Ваксберг А.И. Моя жизнь в жизни. В двух томах. Том 1 | страница 24



Но чаще готовил не он, а моя мама: всегда — фаршированного судака, притом в немыслимых количествах. Это блюдо, которое Кони считал памятью о счастливом детстве, мы запивали белым рейнским вином, специально им купленным для этой цели в восточноберлинских «эксквизитах»: так назывались магазины, торговавшие товарами из ФРГ. Отлученные от другой половины своей родины, гедеэровские граждане приобщались таким образом за большие деньги к дарам процветавшей Германии — той, что оказалась по ту сторону берлинской стены.
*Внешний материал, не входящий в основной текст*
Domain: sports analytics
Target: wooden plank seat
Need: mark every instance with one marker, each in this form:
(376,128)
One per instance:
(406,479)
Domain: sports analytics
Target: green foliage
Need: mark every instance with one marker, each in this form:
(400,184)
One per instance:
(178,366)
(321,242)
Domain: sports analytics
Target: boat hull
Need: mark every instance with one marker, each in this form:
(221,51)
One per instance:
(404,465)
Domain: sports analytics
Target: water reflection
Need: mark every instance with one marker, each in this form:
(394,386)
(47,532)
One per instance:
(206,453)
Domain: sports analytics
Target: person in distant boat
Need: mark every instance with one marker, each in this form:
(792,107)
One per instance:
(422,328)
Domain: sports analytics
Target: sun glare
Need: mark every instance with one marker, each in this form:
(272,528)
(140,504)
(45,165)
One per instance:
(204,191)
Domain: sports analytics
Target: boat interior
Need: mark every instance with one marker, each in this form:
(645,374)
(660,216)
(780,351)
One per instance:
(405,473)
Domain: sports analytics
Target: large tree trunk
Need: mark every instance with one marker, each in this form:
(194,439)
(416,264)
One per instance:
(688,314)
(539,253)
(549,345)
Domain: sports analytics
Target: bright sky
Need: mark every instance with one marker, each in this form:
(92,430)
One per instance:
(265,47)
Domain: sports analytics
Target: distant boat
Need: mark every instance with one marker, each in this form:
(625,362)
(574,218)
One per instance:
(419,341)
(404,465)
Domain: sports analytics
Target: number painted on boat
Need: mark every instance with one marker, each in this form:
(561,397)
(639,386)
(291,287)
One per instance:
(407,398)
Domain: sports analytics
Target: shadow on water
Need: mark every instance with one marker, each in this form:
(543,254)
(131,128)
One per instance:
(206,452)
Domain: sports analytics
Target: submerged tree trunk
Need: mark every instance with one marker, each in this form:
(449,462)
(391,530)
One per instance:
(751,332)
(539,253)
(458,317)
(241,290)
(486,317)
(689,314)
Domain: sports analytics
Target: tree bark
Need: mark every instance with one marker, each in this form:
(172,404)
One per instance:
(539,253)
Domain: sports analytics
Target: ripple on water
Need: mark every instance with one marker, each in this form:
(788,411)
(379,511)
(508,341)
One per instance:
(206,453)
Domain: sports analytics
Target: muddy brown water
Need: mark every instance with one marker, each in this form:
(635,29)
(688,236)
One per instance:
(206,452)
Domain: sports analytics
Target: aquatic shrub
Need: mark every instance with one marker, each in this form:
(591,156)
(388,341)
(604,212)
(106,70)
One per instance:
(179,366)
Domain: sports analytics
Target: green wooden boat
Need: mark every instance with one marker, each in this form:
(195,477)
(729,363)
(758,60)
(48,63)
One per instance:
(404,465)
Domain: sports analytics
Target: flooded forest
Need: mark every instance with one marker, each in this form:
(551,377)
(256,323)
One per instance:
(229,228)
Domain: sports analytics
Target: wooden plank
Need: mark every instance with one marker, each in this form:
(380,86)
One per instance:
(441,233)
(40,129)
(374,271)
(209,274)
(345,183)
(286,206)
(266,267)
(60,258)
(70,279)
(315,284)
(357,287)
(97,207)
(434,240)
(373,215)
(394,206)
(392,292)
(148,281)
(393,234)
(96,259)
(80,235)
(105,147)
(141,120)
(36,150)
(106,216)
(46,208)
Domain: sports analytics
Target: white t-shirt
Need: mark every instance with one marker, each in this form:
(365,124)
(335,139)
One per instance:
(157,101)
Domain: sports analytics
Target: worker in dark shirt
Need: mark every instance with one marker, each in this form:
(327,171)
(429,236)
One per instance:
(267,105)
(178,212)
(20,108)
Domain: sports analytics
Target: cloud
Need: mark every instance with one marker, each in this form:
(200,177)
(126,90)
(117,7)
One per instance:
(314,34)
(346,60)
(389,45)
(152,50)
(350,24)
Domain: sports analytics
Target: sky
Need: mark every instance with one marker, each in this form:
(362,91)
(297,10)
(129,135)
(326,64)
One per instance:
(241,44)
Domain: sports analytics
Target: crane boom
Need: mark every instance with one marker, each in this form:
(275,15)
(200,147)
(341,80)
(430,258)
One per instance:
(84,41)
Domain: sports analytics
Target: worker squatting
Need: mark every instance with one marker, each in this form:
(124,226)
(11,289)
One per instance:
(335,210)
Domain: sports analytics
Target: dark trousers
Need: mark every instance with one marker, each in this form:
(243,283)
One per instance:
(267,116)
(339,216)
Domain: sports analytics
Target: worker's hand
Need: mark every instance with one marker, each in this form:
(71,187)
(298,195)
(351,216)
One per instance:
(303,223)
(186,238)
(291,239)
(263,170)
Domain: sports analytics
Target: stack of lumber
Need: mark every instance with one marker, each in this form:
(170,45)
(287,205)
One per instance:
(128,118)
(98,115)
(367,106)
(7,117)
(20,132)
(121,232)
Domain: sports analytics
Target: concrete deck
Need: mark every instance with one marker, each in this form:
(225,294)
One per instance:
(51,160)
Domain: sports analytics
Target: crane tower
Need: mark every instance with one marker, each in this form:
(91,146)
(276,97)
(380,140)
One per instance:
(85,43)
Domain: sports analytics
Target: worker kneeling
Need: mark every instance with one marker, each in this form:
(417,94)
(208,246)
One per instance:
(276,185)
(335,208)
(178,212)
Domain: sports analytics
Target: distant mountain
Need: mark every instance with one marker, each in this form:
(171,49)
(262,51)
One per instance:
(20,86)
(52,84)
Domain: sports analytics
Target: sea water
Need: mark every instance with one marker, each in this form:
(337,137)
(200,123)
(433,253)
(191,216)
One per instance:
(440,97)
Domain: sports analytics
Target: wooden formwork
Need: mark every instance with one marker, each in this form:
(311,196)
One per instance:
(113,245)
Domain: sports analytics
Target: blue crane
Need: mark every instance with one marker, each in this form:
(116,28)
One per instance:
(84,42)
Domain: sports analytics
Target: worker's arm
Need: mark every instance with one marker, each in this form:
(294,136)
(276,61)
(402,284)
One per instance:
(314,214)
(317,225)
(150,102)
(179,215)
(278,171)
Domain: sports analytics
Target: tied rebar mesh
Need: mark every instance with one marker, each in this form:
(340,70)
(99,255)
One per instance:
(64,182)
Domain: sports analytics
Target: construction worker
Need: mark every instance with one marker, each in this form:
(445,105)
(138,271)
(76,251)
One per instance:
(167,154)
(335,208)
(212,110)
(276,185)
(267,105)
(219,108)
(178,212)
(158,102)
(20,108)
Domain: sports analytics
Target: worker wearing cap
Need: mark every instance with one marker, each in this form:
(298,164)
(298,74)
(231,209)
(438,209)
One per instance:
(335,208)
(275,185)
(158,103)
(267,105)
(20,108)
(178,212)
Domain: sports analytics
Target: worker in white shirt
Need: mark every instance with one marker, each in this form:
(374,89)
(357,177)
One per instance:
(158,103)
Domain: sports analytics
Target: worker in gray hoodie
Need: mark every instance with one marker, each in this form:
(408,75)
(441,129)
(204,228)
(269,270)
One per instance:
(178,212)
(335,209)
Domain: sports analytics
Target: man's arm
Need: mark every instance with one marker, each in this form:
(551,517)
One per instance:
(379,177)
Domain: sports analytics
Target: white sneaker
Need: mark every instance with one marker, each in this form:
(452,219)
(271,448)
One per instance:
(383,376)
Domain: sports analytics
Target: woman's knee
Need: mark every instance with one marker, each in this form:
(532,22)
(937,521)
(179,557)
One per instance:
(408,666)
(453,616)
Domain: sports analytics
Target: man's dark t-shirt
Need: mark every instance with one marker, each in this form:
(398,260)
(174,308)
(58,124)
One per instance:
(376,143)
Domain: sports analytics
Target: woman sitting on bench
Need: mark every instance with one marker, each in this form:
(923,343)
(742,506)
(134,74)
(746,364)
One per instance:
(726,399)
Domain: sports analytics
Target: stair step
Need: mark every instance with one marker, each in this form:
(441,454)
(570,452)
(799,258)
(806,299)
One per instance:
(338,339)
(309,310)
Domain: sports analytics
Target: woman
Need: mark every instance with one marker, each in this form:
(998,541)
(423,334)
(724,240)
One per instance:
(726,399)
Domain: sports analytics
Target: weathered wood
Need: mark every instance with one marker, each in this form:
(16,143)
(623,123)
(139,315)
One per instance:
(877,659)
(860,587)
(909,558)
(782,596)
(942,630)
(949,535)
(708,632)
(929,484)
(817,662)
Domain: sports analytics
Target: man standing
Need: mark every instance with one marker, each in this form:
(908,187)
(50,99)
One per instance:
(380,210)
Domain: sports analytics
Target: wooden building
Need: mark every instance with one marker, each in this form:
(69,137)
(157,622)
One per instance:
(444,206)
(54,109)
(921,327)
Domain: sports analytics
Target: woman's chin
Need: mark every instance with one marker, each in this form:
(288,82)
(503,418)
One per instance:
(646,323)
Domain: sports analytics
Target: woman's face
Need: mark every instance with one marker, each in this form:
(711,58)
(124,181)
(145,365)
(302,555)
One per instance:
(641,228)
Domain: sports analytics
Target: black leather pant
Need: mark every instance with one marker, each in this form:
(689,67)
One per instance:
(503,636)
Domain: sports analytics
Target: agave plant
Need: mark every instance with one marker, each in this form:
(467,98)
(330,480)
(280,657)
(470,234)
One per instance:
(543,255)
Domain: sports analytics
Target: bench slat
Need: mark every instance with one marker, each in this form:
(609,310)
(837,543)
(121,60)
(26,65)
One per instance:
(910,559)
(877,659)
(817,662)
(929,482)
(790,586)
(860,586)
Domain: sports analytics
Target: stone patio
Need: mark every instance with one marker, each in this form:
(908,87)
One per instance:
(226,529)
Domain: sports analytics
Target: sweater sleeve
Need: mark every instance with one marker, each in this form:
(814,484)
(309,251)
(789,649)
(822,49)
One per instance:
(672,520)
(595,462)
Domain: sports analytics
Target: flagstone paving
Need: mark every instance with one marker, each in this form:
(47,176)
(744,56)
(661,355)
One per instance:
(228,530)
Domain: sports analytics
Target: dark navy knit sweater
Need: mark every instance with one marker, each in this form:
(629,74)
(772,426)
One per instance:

Кони Вольф был преуспевающим деятелем культуры в своей, искусственно созданной и потому обреченной на исчезновение, ни на что не похожей стране. Его сделали членом ЦК, депутатом того декоративного учреждения, которое называлось парламентом, президентом Академии искусств. Дома он олицетворял собою официальную культурную политику «страны немецких трудящихся», за пределами этой страны многочисленные друзья и коллеги воспринимали его просто как Конрада Вольфа, талантливого и честного человека: если он кого-то и представлял, то лишь самого себя.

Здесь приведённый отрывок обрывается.